Each of these classics presents the human body as something other. The body’s defilement or transformation is central to the plot. The horror itself is used by the author to explore concepts about the human body and challenge the social and cultural norms of that era. I won’t go into detail here, but each has been analyzed extensively in the academic arena.


What’s So Good About Body Horror?


Body horror is more than just frightening your audience with blood and gore. If that’s all you want, the genres of extreme horror and gore are ripe and suppurating, waiting for you to suckle at their diseased teats until your sinuses overflow with the infected pus of their offerings.


In body horror, skilled creators use the physiological revulsion we see in their work to force us to question ideas in their work. Often, this will extend to making the audience question themselves and their own beliefs. In creating a sense of disgust within you, the creator is making you question what you find disgusting, and why this may be the case.

Body Horror exists as a form of commentary, and asks questions as another form of speculative fiction

Here are just two examples of contemporary works that employ body horror to excellent effect:


Antiviral (2012)


Set in the near future, Antiviral features an organization whose sole product is selling the diseases of celebrities to their fans. The diseases cost a fortune, and, when a starlet dies from a disease, the sale of that disease only skyrockets.

The disease is stolen by rival companies, with spies and agents injecting it into their own bodies to conceal it and trade it, becoming infected and damaged in the pursuit of wealth.
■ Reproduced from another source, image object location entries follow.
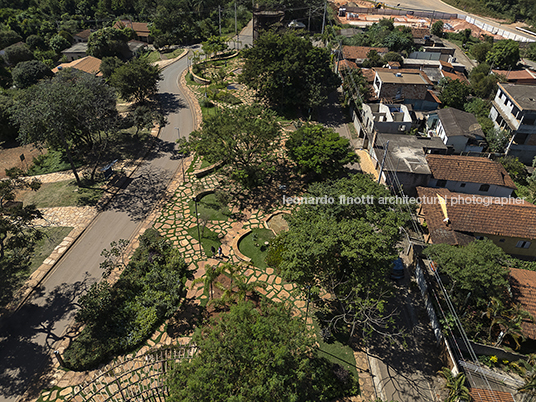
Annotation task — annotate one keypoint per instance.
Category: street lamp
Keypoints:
(197, 220)
(182, 155)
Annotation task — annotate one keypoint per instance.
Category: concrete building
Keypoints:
(388, 118)
(514, 110)
(457, 129)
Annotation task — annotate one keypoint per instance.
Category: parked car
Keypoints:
(397, 272)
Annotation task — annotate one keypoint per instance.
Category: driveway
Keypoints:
(27, 338)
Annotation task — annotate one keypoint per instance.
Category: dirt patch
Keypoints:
(10, 157)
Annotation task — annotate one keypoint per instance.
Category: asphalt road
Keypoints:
(28, 337)
(438, 5)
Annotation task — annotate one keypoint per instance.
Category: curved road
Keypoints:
(28, 336)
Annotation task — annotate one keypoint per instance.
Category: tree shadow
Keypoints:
(27, 337)
(170, 103)
(138, 197)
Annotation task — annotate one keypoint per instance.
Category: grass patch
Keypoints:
(336, 352)
(208, 238)
(210, 209)
(52, 161)
(63, 194)
(248, 246)
(45, 246)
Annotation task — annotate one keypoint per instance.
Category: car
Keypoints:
(397, 272)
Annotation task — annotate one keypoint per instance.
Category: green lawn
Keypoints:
(248, 246)
(336, 352)
(63, 194)
(209, 208)
(45, 246)
(208, 238)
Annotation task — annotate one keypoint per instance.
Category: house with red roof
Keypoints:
(470, 175)
(458, 219)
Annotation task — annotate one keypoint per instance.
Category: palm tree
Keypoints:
(209, 279)
(456, 386)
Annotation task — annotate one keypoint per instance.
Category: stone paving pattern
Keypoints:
(172, 217)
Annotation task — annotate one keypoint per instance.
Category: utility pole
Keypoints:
(324, 19)
(383, 162)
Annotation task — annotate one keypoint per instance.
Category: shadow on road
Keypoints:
(170, 103)
(142, 191)
(22, 358)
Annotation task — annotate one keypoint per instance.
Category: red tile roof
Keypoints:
(523, 285)
(140, 28)
(347, 64)
(471, 169)
(360, 52)
(484, 395)
(470, 214)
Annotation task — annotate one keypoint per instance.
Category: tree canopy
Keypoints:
(477, 271)
(244, 137)
(257, 354)
(73, 110)
(287, 71)
(503, 55)
(136, 80)
(319, 150)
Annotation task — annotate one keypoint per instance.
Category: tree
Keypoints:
(457, 391)
(504, 54)
(343, 238)
(18, 233)
(454, 93)
(28, 73)
(287, 71)
(262, 354)
(480, 51)
(477, 271)
(109, 65)
(109, 42)
(437, 28)
(244, 137)
(214, 45)
(136, 80)
(320, 151)
(16, 53)
(73, 110)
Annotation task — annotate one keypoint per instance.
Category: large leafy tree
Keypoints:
(73, 111)
(28, 73)
(244, 138)
(453, 93)
(503, 55)
(477, 271)
(136, 80)
(262, 354)
(345, 244)
(287, 71)
(319, 150)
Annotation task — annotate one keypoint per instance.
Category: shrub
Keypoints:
(121, 318)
In the film, it’s disgusting watching characters obsess over the diseased and dying bodies of celebrities, consuming their diseases and body fluids. However, things like this happen in real life. Dirty underwear is sold online, people buy and consume others’ bathwater, and some go to extraordinary lengths to look like their heroes. Is the movie really so perverse and unusual? Or is it a logical extension of what is already happening? Where will fans draw the line?


Hannibal Trilogy


A brilliant trilogy that all horror fans must read, Hannibal ‘The Cannibal’ Lecter is a serial-killer genius. In the novels, Lecter is considered a monster by the public, however the reader is frequently exposed to Lecter’s consistent fine taste, and technically exact behavior that establishes him as a misunderstood intellectual.

This is in stark contrast to the vile characters in the novels who represent the forces of justice, who subjugate others and pervert the law to suit themselves.

Filled with memorable scenes, my favorite being Lecter cooking the brains of a police officer before feeding them to that same officer, we can’t help but evaluate the horror scenes against the qualities of the character performing them. Sure, the cop dies from his brain being cut out, but he was a bad guy. A bad guy in a good guy’s role. So, is Hannibal Lecter a good guy in a bad guy’s role? Is he the monster? Or are the constructs of society monstrous?


Can You Stomach It?


Body horror offers yet another way for creative writers to explore dichotomies and contradictions in the way we live our lives. It may only be a jump scare or a scene that makes some lightheaded and sick, but it might also be an excellent jumping-off point to evaluate a film or story and how the concepts apply to you, too.